They live to slow you down, to distract from the real mission, and, in making you late to the endgame, they hope to rob you of that A Grade performance rating. They exist to fuel the fires of the game's economy, releasing fistfuls of experience orbs into the air in their momentary death throe, currency necessary to increase your character's abilities in the next intermission. Yes, they are fodder. But they are precious fodder.

Approach Konami's latest without grasping this fact and your disappointment will combo upwards as quickly as your kill count. This is a game firmly within the Dynasty Warriors tradition, albeit with the pseudo-historical battlefield swapped out for a Japanese interpretation of Tolkien's Mordor. Problematically, however, even with a full appreciation of the game's aims and approach, Ninety-Nine Nights II fails to inspire in the way that it should.

At least the feel is nippy and engaging. Galen, the character you control to begin with, can race around the battlefield with pleasing alacrity. His sword strikes are quick and stringing together combos of fast and heavy attacks on both the ground and in the air is visceral and exciting. You race from pillar to post, cutting channels of air through the relentless waves of enemy soldiers as you spring towards objective markers on the map and clear the set-piece battles awaiting at each.

Four accessory slots allow you to equip four additional attacks, each mapped to a different face button, triggered in conjunction with another button, and each with its own short recharge time.
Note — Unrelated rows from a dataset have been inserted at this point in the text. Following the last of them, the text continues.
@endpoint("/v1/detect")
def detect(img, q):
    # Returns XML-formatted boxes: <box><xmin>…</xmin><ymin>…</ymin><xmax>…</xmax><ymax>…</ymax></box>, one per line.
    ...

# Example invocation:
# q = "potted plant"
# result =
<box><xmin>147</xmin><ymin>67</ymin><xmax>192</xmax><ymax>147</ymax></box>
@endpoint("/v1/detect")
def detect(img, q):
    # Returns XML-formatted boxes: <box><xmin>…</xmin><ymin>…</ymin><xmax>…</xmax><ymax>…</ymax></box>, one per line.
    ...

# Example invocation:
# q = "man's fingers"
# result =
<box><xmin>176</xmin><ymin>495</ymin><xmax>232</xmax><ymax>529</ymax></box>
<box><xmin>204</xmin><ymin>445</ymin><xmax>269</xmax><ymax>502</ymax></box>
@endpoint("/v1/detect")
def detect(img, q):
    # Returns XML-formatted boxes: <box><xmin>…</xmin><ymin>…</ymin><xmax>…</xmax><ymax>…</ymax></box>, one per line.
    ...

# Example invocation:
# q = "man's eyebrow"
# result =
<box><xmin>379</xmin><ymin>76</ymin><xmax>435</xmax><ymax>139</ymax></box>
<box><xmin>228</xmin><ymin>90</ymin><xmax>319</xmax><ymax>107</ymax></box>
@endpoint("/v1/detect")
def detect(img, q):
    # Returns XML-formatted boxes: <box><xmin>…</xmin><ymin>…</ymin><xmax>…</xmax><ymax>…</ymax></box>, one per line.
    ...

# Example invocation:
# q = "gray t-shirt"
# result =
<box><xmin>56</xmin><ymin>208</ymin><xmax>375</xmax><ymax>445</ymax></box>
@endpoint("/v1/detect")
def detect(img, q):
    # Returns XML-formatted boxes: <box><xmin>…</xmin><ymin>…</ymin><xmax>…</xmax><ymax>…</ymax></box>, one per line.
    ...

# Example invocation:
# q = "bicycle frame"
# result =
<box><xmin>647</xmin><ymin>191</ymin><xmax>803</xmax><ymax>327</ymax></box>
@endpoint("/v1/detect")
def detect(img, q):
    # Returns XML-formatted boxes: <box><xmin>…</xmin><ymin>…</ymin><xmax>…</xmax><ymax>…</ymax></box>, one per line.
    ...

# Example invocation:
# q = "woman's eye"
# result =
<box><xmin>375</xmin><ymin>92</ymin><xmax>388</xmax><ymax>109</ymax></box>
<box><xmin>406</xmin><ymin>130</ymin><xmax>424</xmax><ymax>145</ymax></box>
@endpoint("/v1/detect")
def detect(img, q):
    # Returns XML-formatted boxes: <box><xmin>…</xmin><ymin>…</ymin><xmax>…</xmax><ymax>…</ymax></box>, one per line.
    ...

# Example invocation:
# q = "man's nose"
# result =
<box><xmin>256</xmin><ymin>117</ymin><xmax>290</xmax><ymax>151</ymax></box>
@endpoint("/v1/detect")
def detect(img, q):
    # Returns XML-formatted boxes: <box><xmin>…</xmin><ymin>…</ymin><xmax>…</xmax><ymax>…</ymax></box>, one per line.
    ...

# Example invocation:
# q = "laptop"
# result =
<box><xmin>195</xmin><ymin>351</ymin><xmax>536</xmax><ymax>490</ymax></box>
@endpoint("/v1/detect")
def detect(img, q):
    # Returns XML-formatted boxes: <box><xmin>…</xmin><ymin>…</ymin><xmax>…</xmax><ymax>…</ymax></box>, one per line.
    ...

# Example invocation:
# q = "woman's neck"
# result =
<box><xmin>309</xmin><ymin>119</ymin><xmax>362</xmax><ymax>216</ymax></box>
This brings the basic number of offensive options to seven at any one point, an unusually generous number of tools for this style game. Additionally, as you're attacked a special attack meter charges, which can be used to execute a huge explosion around your character or, alternatively, to put them into a temporary rage mode, where attacks do far greater damage.

The wide range of interactive options helps maintain interest for the first few hours, obscuring the basic, button-mash nature of the interactions through variety. Not only that, but experience orbs collected from fallen enemies can be used to upgrade not only your character and his or her chosen weapon, but also any spells they've learned or abilities they picked up, and this RPG-lite element helps push you further into the game when the initial, visceral excitement begins to wane.

However, neither of these factors can distract from the pedestrian nature of the level design, the repetitive and uninteresting boss fights, and the slim range of mission objectives, all of which damn the experience in the long term.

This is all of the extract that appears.